On Aug. 3, Biden signed an executive order instructing the Department of Health and Human Services "to advance access to reproductive health care services, including, to the extent permitted by federal law, through Medicaid for patients traveling across state lines for medical care."
In his statement, Archbishop Lori said: "I continue to call on the president and all our elected officials to increase support and care to mothers and babies, rather than facilitate the destruction of defenseless, voiceless human beings."
"Blessed Virgin Mary, patroness of our nation, intercede for us as we advocate to protect human life and work toward solutions that will help every mother and child flourish," he said.
Biden wrote in his order that "eliminating the right recognized in Roe has had and will continue to have devastating implications for women's health and public health more broadly."
Before he signed the order at a White House event, he claimed that because of the court's reversal of Roe, a "health care crisis ... has unfolded" that is affecting women "all across America."
The use of Medicaid funds is aimed at helping low-income women obtain an abortion in another state if the state where they reside has banned it, according to White House officials.
Critics of the move said it was unclear how federal funds could be used because the long-standing federal Hyde Amendment prohibits federal government dollars from being spent on abortion except in cases of rape, incest and to save the woman's life.

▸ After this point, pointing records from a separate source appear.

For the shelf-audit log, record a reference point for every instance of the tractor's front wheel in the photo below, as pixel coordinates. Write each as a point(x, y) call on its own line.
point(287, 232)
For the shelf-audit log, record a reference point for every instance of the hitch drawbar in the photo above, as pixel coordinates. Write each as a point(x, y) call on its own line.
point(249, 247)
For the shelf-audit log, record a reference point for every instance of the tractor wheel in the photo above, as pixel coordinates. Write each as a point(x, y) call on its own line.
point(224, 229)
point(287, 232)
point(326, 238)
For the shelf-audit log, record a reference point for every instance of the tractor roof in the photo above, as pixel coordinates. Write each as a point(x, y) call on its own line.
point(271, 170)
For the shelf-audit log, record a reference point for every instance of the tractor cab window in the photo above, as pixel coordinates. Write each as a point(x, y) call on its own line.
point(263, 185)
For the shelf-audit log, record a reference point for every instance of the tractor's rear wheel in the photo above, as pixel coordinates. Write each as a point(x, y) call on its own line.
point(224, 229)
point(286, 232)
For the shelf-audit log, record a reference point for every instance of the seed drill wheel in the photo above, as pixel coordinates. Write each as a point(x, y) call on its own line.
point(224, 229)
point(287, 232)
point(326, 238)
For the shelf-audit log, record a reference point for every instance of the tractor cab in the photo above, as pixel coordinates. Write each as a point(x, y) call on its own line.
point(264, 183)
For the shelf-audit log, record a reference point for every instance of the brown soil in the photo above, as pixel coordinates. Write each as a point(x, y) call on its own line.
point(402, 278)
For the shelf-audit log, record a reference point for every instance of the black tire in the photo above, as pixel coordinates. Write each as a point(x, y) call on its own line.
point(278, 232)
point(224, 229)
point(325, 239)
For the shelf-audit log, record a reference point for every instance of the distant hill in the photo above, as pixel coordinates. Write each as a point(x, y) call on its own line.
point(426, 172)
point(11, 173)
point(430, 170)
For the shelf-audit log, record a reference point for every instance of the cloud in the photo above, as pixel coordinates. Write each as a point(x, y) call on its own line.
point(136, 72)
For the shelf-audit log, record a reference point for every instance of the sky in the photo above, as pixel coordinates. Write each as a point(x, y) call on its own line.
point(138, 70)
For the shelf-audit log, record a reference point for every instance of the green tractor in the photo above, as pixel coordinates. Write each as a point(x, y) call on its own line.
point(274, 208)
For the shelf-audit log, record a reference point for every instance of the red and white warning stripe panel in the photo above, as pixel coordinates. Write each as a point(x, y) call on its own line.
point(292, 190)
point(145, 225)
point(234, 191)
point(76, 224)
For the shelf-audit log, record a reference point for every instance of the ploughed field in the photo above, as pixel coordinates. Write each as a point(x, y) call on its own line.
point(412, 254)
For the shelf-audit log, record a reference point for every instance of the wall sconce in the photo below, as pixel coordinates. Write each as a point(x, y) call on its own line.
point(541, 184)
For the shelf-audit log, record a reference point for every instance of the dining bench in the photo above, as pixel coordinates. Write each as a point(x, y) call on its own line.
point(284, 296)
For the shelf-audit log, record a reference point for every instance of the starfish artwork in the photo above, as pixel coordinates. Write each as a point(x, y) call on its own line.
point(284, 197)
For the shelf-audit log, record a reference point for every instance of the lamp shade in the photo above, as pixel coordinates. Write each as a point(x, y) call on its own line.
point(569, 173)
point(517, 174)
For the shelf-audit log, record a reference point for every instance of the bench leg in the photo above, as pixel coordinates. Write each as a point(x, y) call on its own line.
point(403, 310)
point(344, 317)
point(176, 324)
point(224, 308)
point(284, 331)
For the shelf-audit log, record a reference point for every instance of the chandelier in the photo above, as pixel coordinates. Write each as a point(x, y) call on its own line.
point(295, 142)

This was Biden's second executive order regarding abortion. The first one he issued was July 8 to safeguard access to medication abortion and emergency contraception; protect patient privacy; launch public education efforts; and strengthen "the security of and the legal options available to those seeking and providing abortion services."
Before signing the first order, Biden condemned what he called the "extreme" Supreme Court majority for overturning Roe v. Wade.
The court's June 24 ruling came in Dobbs v. Jackson Women's Health Organization, a challenge to a Mississippi law banning abortion after 15 weeks.
In affirming the law 6-3, the high court also voted 5-4 to overturn the 1973 Roe ruling, which legalized abortion nationwide, and 1992's Casey v. Planned Parenthood ruling, which affirmed Roe.
The ruling sends the issue of abortion regulation back to the states.